Appear on nearly every call. First-priority cache target.
Highest possible hit rate.

4.2 CLAUDE.md / rule files

Fixed at the project level — identical across all calls in a project.
1-hour cache fits long sessions.

4.3 Tool catalogs

MCP server defs, function-calling schemas.
A frequently changing catalog breaks the cache — apply caching after stabilization.

4.4 Frequent static context

Design docs, data dictionaries, code style guides.
Push changing parts to the back, keep static parts at the front under cache.

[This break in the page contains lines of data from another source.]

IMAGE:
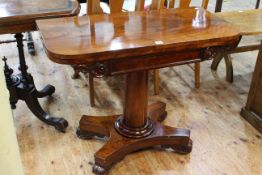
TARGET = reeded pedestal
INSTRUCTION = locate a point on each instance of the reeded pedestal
(138, 128)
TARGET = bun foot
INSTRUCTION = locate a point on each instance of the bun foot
(181, 149)
(85, 135)
(61, 124)
(99, 170)
(46, 91)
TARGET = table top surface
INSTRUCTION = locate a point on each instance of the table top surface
(20, 15)
(95, 38)
(248, 22)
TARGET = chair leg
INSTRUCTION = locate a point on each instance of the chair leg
(156, 81)
(197, 75)
(91, 90)
(229, 68)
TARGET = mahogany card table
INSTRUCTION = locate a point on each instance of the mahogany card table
(132, 44)
(16, 17)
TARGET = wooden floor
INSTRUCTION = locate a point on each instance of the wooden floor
(224, 143)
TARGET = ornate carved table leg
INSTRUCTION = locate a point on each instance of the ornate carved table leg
(30, 44)
(22, 87)
(133, 130)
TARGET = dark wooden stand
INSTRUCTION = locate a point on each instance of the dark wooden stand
(30, 44)
(22, 87)
(133, 130)
(252, 112)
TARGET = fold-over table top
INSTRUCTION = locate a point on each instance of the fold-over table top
(93, 38)
(20, 15)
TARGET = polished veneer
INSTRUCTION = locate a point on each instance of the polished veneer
(132, 43)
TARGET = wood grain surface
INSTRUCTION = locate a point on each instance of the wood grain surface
(106, 37)
(241, 19)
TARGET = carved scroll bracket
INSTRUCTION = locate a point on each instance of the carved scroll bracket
(210, 53)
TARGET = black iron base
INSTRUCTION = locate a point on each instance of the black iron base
(22, 87)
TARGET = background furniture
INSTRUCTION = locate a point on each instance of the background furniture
(134, 52)
(162, 4)
(19, 17)
(252, 112)
(249, 22)
(10, 161)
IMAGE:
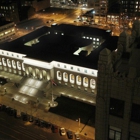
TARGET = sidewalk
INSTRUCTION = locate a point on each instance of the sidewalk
(42, 111)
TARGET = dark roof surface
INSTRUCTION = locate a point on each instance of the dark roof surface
(2, 23)
(56, 47)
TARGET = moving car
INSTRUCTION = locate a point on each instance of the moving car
(77, 137)
(70, 134)
(54, 129)
(62, 131)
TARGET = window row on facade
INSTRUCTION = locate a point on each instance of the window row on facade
(78, 80)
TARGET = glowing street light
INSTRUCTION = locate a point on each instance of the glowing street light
(79, 122)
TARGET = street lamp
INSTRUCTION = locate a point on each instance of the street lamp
(79, 122)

Don't cache: - Per-user / per-session data. - Per-call timestamps and random IDs. - Very small contexts (<1K tokens). Cache overhead absorbs the savings.

5. Anthropic vs. OpenAI

Item	Anthropic	OpenAI
Activation	Explicit (`cache_control`)	Automatic
Hit rate	base × 0.1	base × 0.5 (model-dependent)
Write multiplier	1.25× (5-min), 2.0× (1-hour)	No additional cost
TTL	5-min / 1-hour	Per model (typically 5–10 min)
Block boundary	Marked explicitly	Automatic (1024+ token prefix)

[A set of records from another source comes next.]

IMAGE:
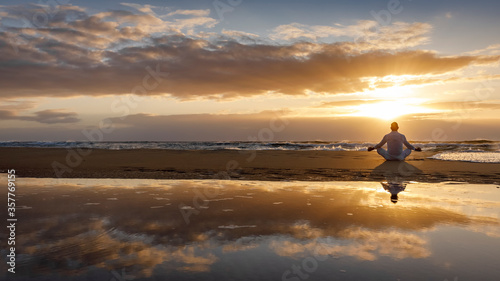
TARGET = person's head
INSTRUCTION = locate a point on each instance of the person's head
(394, 126)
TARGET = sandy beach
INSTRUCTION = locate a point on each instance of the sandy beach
(239, 165)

Choosing: - Anthropic gives a deeper discount when you can fully control hit rate. - OpenAI's automatic caching is safer for volatile workloads.

6. Debugging cache misses

If caching seems inactive, check:

Front of block changed: does the block start differ each call? (Timestamps in the front are a frequent culprit.)
Block size: <1024 tokens disables caching.
TTL expired: did calls space out beyond TTL?
Reorder: cache misses if cache-block order changed. Verify whether tool definitions auto-reorder.
Model swap: cache shares only within the same model.

Metric: compare usage.cache_read_input_tokens vs usage.cache_creation_input_tokens in the API response. Hit rate = read / (read + creation).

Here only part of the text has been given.